Every five years the census asks Australians: “What is your religion?”. Ten tick-box responses are provided, along with the option to write in some other response.
In 2016 Census, the first box was for “no religion”. This was not a secularist plot, but an acknowledgement that those declaring they had “no religion” were very likely to be the most numerous category, followed by Catholics.
Alongside those declaring they have “no religion”, Australia now has – in addition to a highly diverse bloc of Christian groups that are very internally diverse – five substantial religious communities (Buddhists, Muslims, Hindus, Sikhs, and Jews).
How religion in changing in Australia
The 2016 Census showed major changes in the ranking order of religious identification groups in Australia. “No religion” leads Catholic, then Anglican, Uniting, Muslim, Buddhist, Presbyterian and Reformed, Eastern Orthodox, Hindu, Baptist, Pentecostal, Lutheran, and then Sikh.
It is important to note that to keep a stable percentage of the population from 2011 to 2016, a religious group had to grow by 8.8% – the national population growth rate.
Australia now has more Muslims and more Buddhists than Presbyterians; more Hindus than Baptists or Lutherans; and nearly as many Sikhs as Lutherans.
Among those groups attracting double-digit percentages of the population, there has been a continued rise of those declaring “no religion” to become the most numerous group (30.1%). Catholics are at 22.6%, while Anglicans – who had been nudged out of the top spot in 1986 – have now slipped from a high of 41% in 1921 to third place at 13.3%.
Among those groups attracting between 2% and 5% of the population, the Uniting church has declined to 3.7%, while Presbyterians (2.3%) are now behind Buddhists (2.4%). But both have been overtaken by Muslims (2.6%). Thanks to migration, Hindus continued their rapid rise to achieve 1.9%.
Among those groups clustered around 1%, Pentecostals remain unchanged (1.1%). Lutherans (0.7%) are down from 1.2% in 2011.
The two fastest-growing religious groups since 2011 are Sikhs, who grew by 74.1%, and the “Other Protestant” category, which grew by 79.8%. Both are now 0.5% of the population, and are more numerous than Jews (0.4%).
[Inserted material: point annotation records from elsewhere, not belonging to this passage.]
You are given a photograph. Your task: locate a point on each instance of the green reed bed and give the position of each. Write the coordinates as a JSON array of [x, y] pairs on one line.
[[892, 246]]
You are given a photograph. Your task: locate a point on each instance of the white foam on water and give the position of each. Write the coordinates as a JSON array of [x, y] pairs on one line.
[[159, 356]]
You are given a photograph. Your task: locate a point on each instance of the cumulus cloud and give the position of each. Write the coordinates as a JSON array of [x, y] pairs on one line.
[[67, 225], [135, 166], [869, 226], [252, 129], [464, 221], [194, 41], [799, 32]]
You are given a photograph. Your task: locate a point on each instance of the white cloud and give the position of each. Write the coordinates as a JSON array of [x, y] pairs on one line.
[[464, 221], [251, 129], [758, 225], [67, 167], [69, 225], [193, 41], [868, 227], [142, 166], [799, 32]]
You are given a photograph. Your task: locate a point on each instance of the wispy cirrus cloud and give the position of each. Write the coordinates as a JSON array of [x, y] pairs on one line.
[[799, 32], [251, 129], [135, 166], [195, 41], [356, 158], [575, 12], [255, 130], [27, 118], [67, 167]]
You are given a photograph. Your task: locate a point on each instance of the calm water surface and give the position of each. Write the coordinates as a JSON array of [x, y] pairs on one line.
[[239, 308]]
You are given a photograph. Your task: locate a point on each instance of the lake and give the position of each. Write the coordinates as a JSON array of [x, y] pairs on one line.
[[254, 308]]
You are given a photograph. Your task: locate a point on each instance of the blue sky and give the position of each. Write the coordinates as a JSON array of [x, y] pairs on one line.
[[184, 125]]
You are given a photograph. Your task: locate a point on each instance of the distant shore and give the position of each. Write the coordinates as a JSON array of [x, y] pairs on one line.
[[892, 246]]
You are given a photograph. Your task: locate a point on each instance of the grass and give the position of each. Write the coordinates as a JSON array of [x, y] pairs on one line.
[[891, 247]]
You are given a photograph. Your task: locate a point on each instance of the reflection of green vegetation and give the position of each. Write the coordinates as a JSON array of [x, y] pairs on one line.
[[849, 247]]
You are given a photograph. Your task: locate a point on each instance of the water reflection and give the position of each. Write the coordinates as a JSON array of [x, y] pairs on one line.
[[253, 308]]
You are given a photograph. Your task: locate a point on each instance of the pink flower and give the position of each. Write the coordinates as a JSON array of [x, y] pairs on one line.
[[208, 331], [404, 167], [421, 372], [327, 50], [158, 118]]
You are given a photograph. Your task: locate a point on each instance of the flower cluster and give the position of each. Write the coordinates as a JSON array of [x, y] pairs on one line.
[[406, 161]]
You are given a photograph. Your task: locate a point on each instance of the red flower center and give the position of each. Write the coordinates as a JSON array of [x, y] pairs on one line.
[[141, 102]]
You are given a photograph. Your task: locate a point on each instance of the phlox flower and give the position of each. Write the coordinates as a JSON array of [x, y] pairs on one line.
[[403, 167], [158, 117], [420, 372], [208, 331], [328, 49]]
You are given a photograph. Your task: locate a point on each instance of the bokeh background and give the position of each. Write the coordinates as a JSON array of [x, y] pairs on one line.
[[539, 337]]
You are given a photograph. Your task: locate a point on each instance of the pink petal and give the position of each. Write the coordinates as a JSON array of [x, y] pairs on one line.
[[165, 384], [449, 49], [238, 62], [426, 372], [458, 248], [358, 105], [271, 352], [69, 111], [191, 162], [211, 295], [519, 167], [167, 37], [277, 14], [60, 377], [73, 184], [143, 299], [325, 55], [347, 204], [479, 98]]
The Other Protestant category includes many who just wrote in “Protestant”, and those identifying with unaffiliated congregations. This category’s growth, along with that labelled “Christian not further defined” (to 2.6%), is an indication of the decline of the importance of denominational labels to Australians who prefer to just indicate they are Christian. This is also an indication of religious groups’ increasing diversity in Australia.
The Christian proportion of the population has fallen to just over 50%, down from 88% 50 years ago. More significantly, the British Protestant percentage has declined to about 20%, making it smaller than Catholics. This marks a major shift in Australian culture, which – until about 1990 – was resolutely British Protestant, with Anglicans, Presbyterians and Methodists dominant.
Not only has the proportion of Christians declined, it has become much less British Protestant. Australia’s religious life has changed beyond recognition from the 1950s and 1960s, when British Protestants comprised two-thirds of the population.
Many who were raised in those decades, including political and business leaders, still hold that form of Australia to be normal and expected. This expectation is not shared by those aged under 50.
Formerly dominant organised forms of religious life are attracting fewer participants and fewer who identify with them – but they are far from dead. While no longer dominant, they form part of a diverse array of identities and commitments that shape Australians’ lives.
When the full results become available, we will be able to see how many Australians identify with the myriad small groups – Zoroastrians, Satanists, Scientologists, witchcraft/wicca, and more.
What we can draw from these results
Neither those who would declare that Australia is a Christian country nor those who see the rise of those declaring “no religion” as the death knell of religion can take heart from this census.
Rather, the results show the diversity of Australia’s religious life. That only 9.6% refused to reply to this question – the only optional question on the census – tells us that religious identity is still of interest to Australians.
Also, declaring “no religion” does not mean that someone is anti-religious, lacking is spirituality, or an atheist. It means they just do not identify with a particular organised form of religion.
The response to the religion question provides an indication of a person’s cultural orientation and formation. Religion, culture and formation used to be overlapping and reinforcing categories. For example, Catholics were Irish, went to Catholic schools, and shared certain orientations. Presbyterians were British (Scots or Northern Irish), went to state or private schools, and shared certain orientations.
While this overlapping is no longer true, religious identity is far from meaningless. The census provides a moving series of snapshots of religious identity. But it does not tell us about religious belief, practice, or anything else about a person’s religious life.
The changing pattern of the diversity of religious identities is one indicator of a society’s degree of multiculturalism. On this measure, Australia is among the most diverse.